Maternidades (e paternidades) diversas têm diferentes desafios, mas uma coisa é verdade, em qualquer situação: nenhuma criança é problema encarnado. Se você observar direitinho, vai ver que é comum que sejam vítimas das próprias famílias. Ou vítimas junto com as famílias. Mas elas não são algozes de ninguém. Essa distorção da narrativa é de uma perversidade sem fim. Inclusive quando em tom de piada. Ou sou eu que não gosto de bullying disfarçado de bom humor. Não suporto quando chamam crianças de "bênçãos", ironicamente, sugerindo que são justamente o contrário. Isso é engraçado pra quem?
Vamos botar os pontos nos is? A maternidade compulsória e a ausência paterna vieram cobrar seu preço mais alto agora, no isolamento. Crianças que, de repente, não podem mais ser terceirizadas, buscam seus lugares em lares que não lhe cabem. Nunca foram seus, os quartinhos enfeitados. Era tudo exercício egóico, prestação de contas à sociedade, em muitos casos. O mercado de trabalho têm ojeriza às crianças que agora vazam nas videoconferências. "Atrapalham". E só não "atrapalhavam" antes porque, da gravidez à adolescência, sempre foram negadas, escondidas, no máximo administradas. As mães bem sabem (pais menos, porque normalmente se eximem) o quanto custa andar nessa corda bamba, no fio dessa espada. Agora, não dá pro chefe ignorar a maternidade. Uma baita oportunidade. Seria lindo rever essas relações em vez de apenas reforçar a ideia perversa de que "criança atrapalha".

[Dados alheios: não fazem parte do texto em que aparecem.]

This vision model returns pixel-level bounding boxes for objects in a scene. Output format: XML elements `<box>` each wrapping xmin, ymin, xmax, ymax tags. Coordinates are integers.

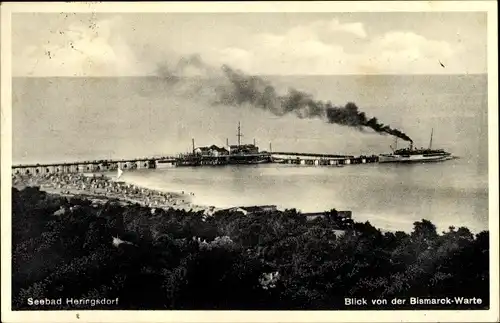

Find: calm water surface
<box><xmin>123</xmin><ymin>159</ymin><xmax>488</xmax><ymax>231</ymax></box>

E o estudo em casa? Fora todas as questões pedagógicas e sociais (capítulos a parte, claro), vejo muito da mais pura falta de saco, em casa. Rolou um texto na internet que era "piada", óbvio, mas falava do quanto era tedioso, para pais e mães, ter que lidar com assuntos que pareciam "coisa de retardado". Deve ter gerado muitas gargalhadas. Provavelmente, nas mesmas pessoas que acham "coisa de letrado" as lives de sete horas e meia com "ícones" da música sertaneja se embriagando e cantando desafinado. Tem gosto pra tudo e respeito. Até assisti umas, bebendo e dando risada. Mas acho estranho que se tenha tempo pra isso e não se encontre prazer em ler com um filho ou filha, em participar intensamente desse aprendizado.
Quem atrapalha é você, cara pálida. Coletivamente ou individualmente, somos nós os problemas das crianças e não o contrário. Somos nós e nossas escolhas erradas, nós e nossos traumas, nós e nossa estrutura que terceiriza, entrega, desampara, agride, violenta a infância. Normalmente, já não têm voz, imagine agora. Para cada pai ou mãe que se queixa do "peso" de estar com as crianças em casa, me vem tristeza por saber desse desamparo. Enquanto pessoas adultas têm acesso a terapia online, chats com amigos/as e desabafos, como têm vivido, o que têm sentido os/as pequenos/as "estorvos", nos porões das "famílias tradicionais"? Quais serão as futuras marcas?
Agora, alguns querem que voltem às aulas. Por uma falsa sensação de normalidade, pretendem amontoar as crianças, no meio do caos. Voltarão infectadas. Muitas delas assintomáticas, mas quem vai abraçá-las? Que professora vai dar colo, que avós vão deitar junto pra ver um filme, que adulto - além dos que são obrigados - vai querer essa intimidade? Vão infectar pessoas e carregar essa culpa pela eternidade. O que a maioria das crianças vive agora é um massacre dentro do massacre. Simbólico, mas com requintes de crueldade. De repente, descobriu-se que crianças são crianças e, portanto, precisam de cuidados. Então, decidiram que a existência delas "atrapalha". Se voltarem às aulas, como alguns desejam, deixarão de "atrapalhar" suas famílias para formar um triste exército de intocáveis.